Direito de Controle e Advertências
Segundo a emissora estatal IRIB, o Corpo da Guarda Revolucionária Islâmica (IRGC) reafirmou o direito da República Islâmica do Irã de controlar a passagem pelo estreito em tempos de guerra, com base em leis e resoluções internacionais. O IRGC advertiu que embarcações pertencentes aos Estados Unidos, Israel, Europa e seus apoiadores, caso sejam avistadas, “certamente serão atingidas”.
Guerra se Intensifica e Preços do Petróleo Disparam
O estreito tem permanecido em grande parte inoperante desde o início de uma operação conjunta entre Estados Unidos e Israel contra o Irã no último sábado. Essa paralisação já provocou um aumento expressivo nos preços do petróleo, gerando preocupações sobre a estabilidade da economia global. A situação se agravou nesta quarta-feira com um ataque americano a um navio de guerra iraniano próximo ao Sri Lanka, marcando o quinto dia consecutivo de interrupção no transporte marítimo e no fluxo de energia do Oriente Médio.

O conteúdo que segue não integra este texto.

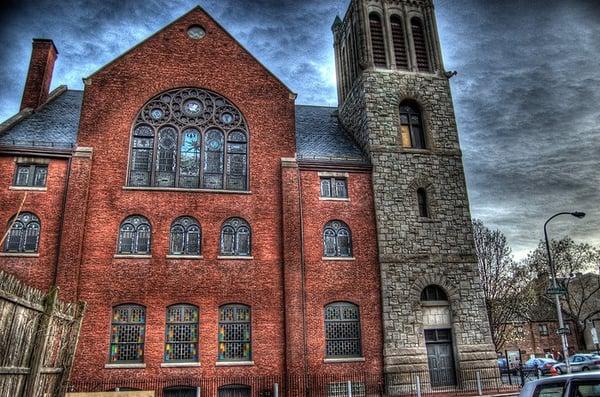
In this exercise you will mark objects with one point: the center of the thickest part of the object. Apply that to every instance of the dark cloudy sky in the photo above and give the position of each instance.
(527, 95)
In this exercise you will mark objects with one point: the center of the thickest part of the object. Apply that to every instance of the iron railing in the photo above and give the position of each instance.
(471, 381)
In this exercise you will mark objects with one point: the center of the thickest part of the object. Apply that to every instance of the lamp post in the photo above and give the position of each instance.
(561, 322)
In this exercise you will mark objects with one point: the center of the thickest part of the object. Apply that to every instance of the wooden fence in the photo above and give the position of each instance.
(38, 338)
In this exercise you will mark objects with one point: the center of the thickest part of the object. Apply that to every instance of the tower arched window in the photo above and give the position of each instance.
(411, 126)
(189, 138)
(24, 234)
(128, 328)
(420, 44)
(342, 330)
(186, 237)
(337, 240)
(135, 236)
(422, 203)
(181, 334)
(235, 238)
(399, 41)
(235, 333)
(377, 40)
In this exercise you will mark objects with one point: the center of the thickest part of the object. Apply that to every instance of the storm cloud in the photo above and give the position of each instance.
(526, 96)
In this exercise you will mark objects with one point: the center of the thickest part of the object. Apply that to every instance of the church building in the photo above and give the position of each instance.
(217, 229)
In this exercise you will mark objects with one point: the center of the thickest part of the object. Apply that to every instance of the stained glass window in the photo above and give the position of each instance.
(334, 187)
(235, 238)
(337, 240)
(135, 236)
(31, 175)
(411, 127)
(342, 330)
(127, 334)
(185, 236)
(189, 138)
(24, 235)
(234, 333)
(181, 334)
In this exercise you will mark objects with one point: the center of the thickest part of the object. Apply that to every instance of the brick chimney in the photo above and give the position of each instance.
(39, 76)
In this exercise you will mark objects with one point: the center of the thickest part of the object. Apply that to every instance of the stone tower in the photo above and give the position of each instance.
(394, 97)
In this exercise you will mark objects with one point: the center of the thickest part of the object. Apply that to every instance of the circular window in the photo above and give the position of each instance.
(196, 32)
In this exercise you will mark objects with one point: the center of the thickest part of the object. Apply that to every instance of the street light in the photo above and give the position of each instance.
(561, 322)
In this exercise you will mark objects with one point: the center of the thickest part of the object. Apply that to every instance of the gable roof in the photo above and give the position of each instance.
(53, 125)
(196, 8)
(320, 136)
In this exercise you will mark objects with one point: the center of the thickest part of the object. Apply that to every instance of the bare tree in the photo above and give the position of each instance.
(501, 282)
(577, 272)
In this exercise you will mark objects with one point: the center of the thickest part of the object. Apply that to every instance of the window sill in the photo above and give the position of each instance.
(179, 365)
(125, 366)
(344, 360)
(338, 258)
(236, 258)
(233, 363)
(334, 198)
(20, 254)
(29, 188)
(181, 189)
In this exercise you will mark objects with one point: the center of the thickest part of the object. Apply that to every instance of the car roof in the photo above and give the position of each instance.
(553, 379)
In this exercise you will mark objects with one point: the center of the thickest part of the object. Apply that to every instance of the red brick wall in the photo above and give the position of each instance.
(356, 281)
(167, 60)
(47, 206)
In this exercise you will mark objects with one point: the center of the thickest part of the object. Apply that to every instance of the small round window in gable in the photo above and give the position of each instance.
(196, 32)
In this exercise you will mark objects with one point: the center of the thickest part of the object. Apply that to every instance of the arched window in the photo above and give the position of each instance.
(127, 334)
(433, 293)
(234, 391)
(337, 240)
(134, 236)
(181, 334)
(235, 237)
(342, 330)
(179, 139)
(377, 40)
(399, 42)
(185, 236)
(411, 126)
(422, 203)
(234, 333)
(420, 44)
(24, 235)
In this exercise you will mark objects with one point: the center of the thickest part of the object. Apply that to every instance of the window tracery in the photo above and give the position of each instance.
(189, 138)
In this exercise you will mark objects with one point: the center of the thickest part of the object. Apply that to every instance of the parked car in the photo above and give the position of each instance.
(543, 364)
(505, 368)
(579, 363)
(573, 385)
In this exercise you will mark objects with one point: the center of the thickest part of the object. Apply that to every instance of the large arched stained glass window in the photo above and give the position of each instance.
(135, 236)
(185, 237)
(189, 138)
(337, 240)
(24, 234)
(235, 237)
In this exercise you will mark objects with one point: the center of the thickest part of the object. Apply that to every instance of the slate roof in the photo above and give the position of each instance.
(320, 136)
(54, 125)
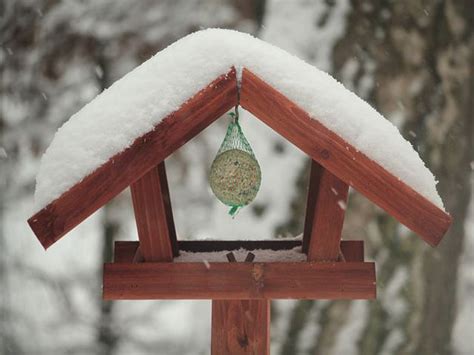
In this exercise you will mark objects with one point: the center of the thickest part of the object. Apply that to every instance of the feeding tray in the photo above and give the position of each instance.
(241, 290)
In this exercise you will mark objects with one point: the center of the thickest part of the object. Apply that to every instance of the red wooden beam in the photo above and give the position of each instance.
(240, 327)
(153, 215)
(327, 198)
(343, 160)
(84, 198)
(124, 252)
(285, 280)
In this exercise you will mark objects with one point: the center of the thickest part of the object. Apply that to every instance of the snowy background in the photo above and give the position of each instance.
(411, 60)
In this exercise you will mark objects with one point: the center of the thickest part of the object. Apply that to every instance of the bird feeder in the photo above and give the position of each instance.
(240, 290)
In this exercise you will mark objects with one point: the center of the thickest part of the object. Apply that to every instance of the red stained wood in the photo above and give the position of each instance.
(84, 198)
(125, 251)
(343, 160)
(240, 327)
(241, 280)
(327, 198)
(153, 215)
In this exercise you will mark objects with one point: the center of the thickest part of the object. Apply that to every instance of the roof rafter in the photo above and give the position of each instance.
(278, 112)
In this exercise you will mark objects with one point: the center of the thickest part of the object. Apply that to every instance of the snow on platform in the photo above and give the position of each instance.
(261, 256)
(133, 105)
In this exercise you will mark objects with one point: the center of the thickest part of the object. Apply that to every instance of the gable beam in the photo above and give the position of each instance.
(342, 159)
(147, 151)
(327, 198)
(153, 215)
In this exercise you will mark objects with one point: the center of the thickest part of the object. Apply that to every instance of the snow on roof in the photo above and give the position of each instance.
(133, 105)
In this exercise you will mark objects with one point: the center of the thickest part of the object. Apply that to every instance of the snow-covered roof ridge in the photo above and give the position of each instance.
(136, 103)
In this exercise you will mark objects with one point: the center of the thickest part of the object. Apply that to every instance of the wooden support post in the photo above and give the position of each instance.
(327, 198)
(240, 327)
(151, 203)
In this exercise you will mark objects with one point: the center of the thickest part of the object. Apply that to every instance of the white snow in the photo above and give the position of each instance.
(261, 256)
(136, 103)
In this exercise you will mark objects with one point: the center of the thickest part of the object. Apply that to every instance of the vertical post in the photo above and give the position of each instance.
(152, 207)
(240, 327)
(326, 205)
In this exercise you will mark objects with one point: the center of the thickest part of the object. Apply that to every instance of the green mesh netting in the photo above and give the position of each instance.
(235, 174)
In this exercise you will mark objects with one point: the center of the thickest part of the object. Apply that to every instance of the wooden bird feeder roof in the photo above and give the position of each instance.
(334, 268)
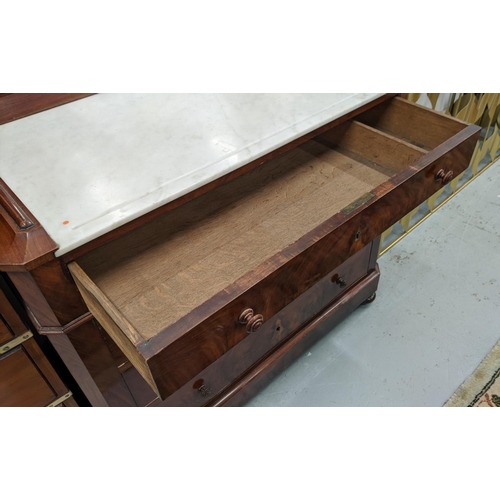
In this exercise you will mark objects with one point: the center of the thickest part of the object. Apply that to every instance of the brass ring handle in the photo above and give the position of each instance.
(253, 321)
(341, 282)
(445, 178)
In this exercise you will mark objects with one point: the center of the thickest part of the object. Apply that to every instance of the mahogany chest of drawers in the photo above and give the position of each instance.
(203, 300)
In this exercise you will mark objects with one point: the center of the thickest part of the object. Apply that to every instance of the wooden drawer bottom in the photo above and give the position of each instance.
(222, 373)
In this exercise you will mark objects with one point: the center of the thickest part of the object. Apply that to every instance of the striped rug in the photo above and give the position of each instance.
(482, 388)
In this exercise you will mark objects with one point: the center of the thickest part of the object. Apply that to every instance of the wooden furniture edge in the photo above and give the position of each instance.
(24, 243)
(15, 106)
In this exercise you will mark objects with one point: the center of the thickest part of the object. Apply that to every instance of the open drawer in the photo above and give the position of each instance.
(185, 288)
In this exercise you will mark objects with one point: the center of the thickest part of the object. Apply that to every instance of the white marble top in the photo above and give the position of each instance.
(90, 166)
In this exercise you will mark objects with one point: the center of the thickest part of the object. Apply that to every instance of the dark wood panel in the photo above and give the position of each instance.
(278, 361)
(21, 383)
(21, 248)
(273, 332)
(88, 342)
(15, 106)
(78, 370)
(5, 333)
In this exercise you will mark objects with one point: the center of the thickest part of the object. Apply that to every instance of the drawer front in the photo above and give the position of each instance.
(405, 164)
(273, 332)
(307, 262)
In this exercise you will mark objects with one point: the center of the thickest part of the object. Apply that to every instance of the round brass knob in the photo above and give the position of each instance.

Contexto da Crise e Ameaças Recíprocas
A recente onda de ataques iniciada por Estados Unidos e Israel contra o Irã, motivada por tensões em torno do programa nuclear iraniano, desencadeou uma série de retaliações. O Irã direcionou suas ações contra países do Oriente Médio que abrigam bases militares americanas. A mídia estatal iraniana informou que o líder supremo, aiatolá Ali Khamenei, teria sido vítima dos ataques, o que levou o Irã a ameaçar uma “ofensiva mais pesada”. Em resposta, o presidente dos EUA, Donald Trump, alertou o Irã contra quaisquer ataques retaliatórios, prometendo uma resposta militar sem precedentes. Trump reiterou que os ataques americanos contra o Irã continuarão ininterruptos até que o objetivo de paz seja alcançado.